Examining the tail with microscope and CT scanner, the scientists could observe how dino feathers were arranged on the body and make out tiny, 3-D structures. It also gave the paleontologists a sense of feather pigments, plus larger-scale color patterns.
“We can see general color patterns in the tail,” McKellar said. “These consist of pale or white feathers on the underside of the tail, and chestnut brown feathers on top of the tail.” This coloration, however, comes with a 99-million-year-old caveat. The resin may have altered the feathers’ iridescence, or changed its chemistry to “knock out” certain colors.
The feather structures themselves offered a glimpse into the evolution of plumage. “What strikes me particularly is the presence of such short, modern-type feathers on a long tail,” Mayr said.

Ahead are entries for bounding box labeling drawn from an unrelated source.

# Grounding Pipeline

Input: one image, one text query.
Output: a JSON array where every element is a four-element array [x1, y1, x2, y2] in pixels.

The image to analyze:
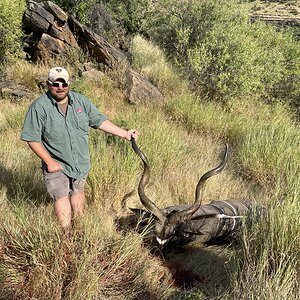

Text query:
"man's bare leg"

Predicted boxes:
[[54, 196, 72, 230], [70, 192, 85, 218]]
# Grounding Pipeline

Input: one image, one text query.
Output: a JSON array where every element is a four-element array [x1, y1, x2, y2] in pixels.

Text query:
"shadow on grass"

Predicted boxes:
[[115, 214, 232, 300], [0, 162, 51, 205]]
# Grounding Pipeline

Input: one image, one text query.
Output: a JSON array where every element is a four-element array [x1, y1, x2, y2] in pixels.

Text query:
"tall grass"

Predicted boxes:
[[0, 47, 300, 299]]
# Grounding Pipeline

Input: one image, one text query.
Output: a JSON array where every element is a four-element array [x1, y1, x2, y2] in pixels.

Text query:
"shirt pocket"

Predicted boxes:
[[44, 117, 65, 141], [75, 114, 89, 135]]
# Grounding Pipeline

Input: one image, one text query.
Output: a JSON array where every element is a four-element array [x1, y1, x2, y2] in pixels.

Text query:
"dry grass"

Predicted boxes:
[[0, 53, 300, 299]]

McKellar described the feathers as “fairly similar to modern bird feathers.” That is, they were shaped like the feathers on modern birds’ bellies and heads, which protect their insulative layers. The fossil feathers were not quite like flight feathers. “Flexible” and “fuzzy,” in McKellar’s words, they did not have a strong central shaft. (The coelurosaur feathers lacked a thick hollow rod — you’d struggle to stick these feathers in your cap or hold them as a quill.) The dinosaur plumage suggested that, on an evolutionary scale, the side branches of feathers developed before this main shaft.
The find was the latest in a string of high-profile discoveries involving ancient plumage. As The Post reported in November, Chinese scientists recently identified microscopic pigment-containing flecks in a 130-million-year-old bird. That specimen, too, was purchased in an Asian flea market.
In this case, the ancient remains included trapped insects, which McKellar was happy to describe. “Funny enough, I mostly work on fossil wasps, and the feathers are one of those side-interests that keep me out of trouble,” he said. “There are two ants in the piece of amber that belong to an extinct group (called Sphecomyrminae) which is only known from the Cretaceous. There are also the remains of a cockroach and a lucanid beetle in the amber piece.” The insect species within the amber, he told The Post, indicate the resin leaked from a section of tree close to the forest floor.
Considering the pace of spectacular fossils pulled from Burmese amber mines, Mayr told The Post he would not be surprised if the future held even more intriguing finds. “I cannot think of what a wealth of anatomical information,” he said, “an amber-preserved skull of these animals would provide.”